Karl Gläsle

Frauenkirchensteine.de

Tolle Gruppe, sympathische und kluge Leute, viel Hilfsbereitschaft.

Karl Gläsle geht den Weg vom Designer zum Confiseur. Mit seinen Frauenkirchensteinen schuf er eine Hommage in mamoriertem Nougat an die Dresdner Frauenkirche. Ein Beispiel für gelungenes Storytelling und eine gekonnte Souvenirmarke.

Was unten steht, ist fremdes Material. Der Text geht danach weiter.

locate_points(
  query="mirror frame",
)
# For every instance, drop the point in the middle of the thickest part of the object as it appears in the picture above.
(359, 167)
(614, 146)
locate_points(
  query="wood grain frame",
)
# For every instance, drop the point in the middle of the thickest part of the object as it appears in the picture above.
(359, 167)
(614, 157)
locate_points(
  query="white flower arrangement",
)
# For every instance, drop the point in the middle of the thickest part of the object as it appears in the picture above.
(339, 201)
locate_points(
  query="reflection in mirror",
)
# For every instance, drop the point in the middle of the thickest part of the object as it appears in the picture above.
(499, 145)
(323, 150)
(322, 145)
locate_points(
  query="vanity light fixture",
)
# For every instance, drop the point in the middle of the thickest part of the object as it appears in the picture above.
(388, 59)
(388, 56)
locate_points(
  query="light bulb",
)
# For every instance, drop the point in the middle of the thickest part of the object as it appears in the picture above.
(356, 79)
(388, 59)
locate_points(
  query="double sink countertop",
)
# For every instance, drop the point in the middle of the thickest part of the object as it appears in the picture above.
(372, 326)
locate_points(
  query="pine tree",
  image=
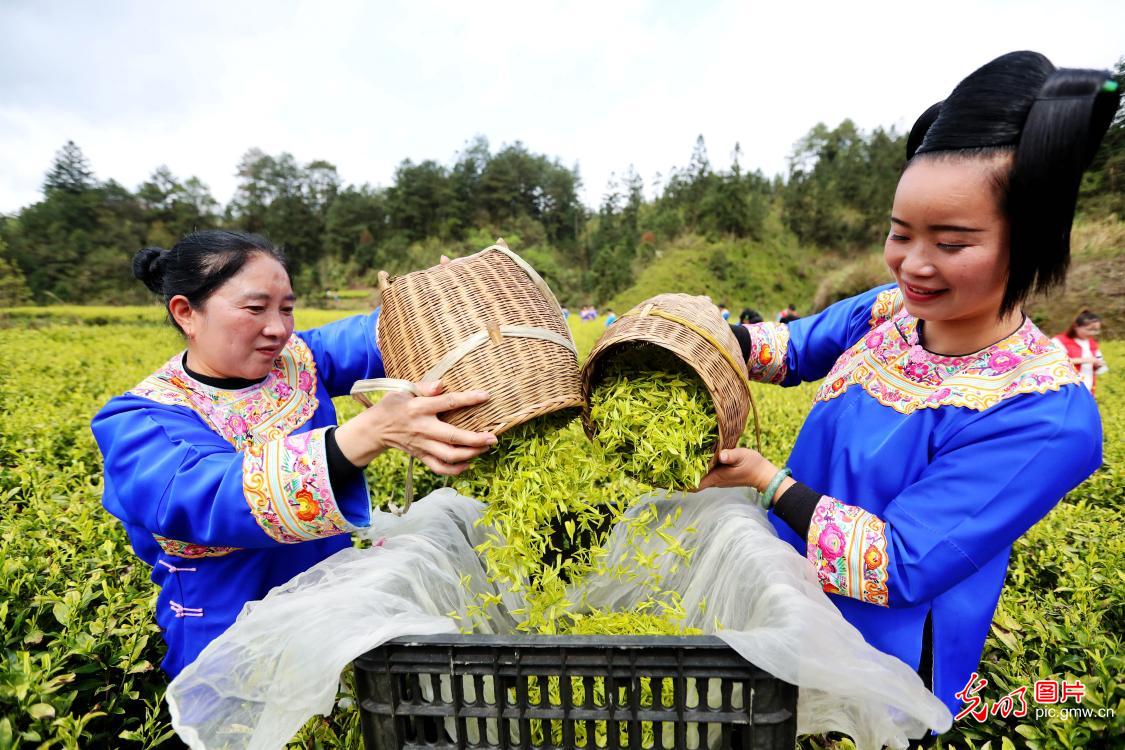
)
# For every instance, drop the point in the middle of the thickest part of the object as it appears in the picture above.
(71, 172)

Über die Frühjahrsgruppe 2015 sagte er: „Tolle Gruppe, sympathische und kluge Leute, viel Hilfsbereitschaft und Unterstützung. Das breite Erfahrungsspektrum bringt einen zusammen mit dem Feedback wirklich weiter. Das Zusammenspiel aus Coaching und Intensivseminar war ideal.“

Die Frauenkirche in Dresden wurde im Zweiten Weltkrieg vollständig zerstört. Nur ein Berg von verbrannten Trümmersteinen blieb zurück. Als das Wahrzeichen von Dresden von 1994 bis 2005 wieder aufgebaut wurde, entschloss man sich, in die neue Fassade einige der dunklen Trümmersteine einzusetzen. Als Mahnung an die Vergangenheit.

Die gescheckte Fassade der Frauenkirche, brachte Idee Karl Gläsle auf seine Idee: Eine Hommage an die Frauenkirche in edlem Nougat. Helle und dunkle Nougatsteine in Form und Maserung wie die Steine, der Frauenkirche, kurz „Frauenkirchensteine“.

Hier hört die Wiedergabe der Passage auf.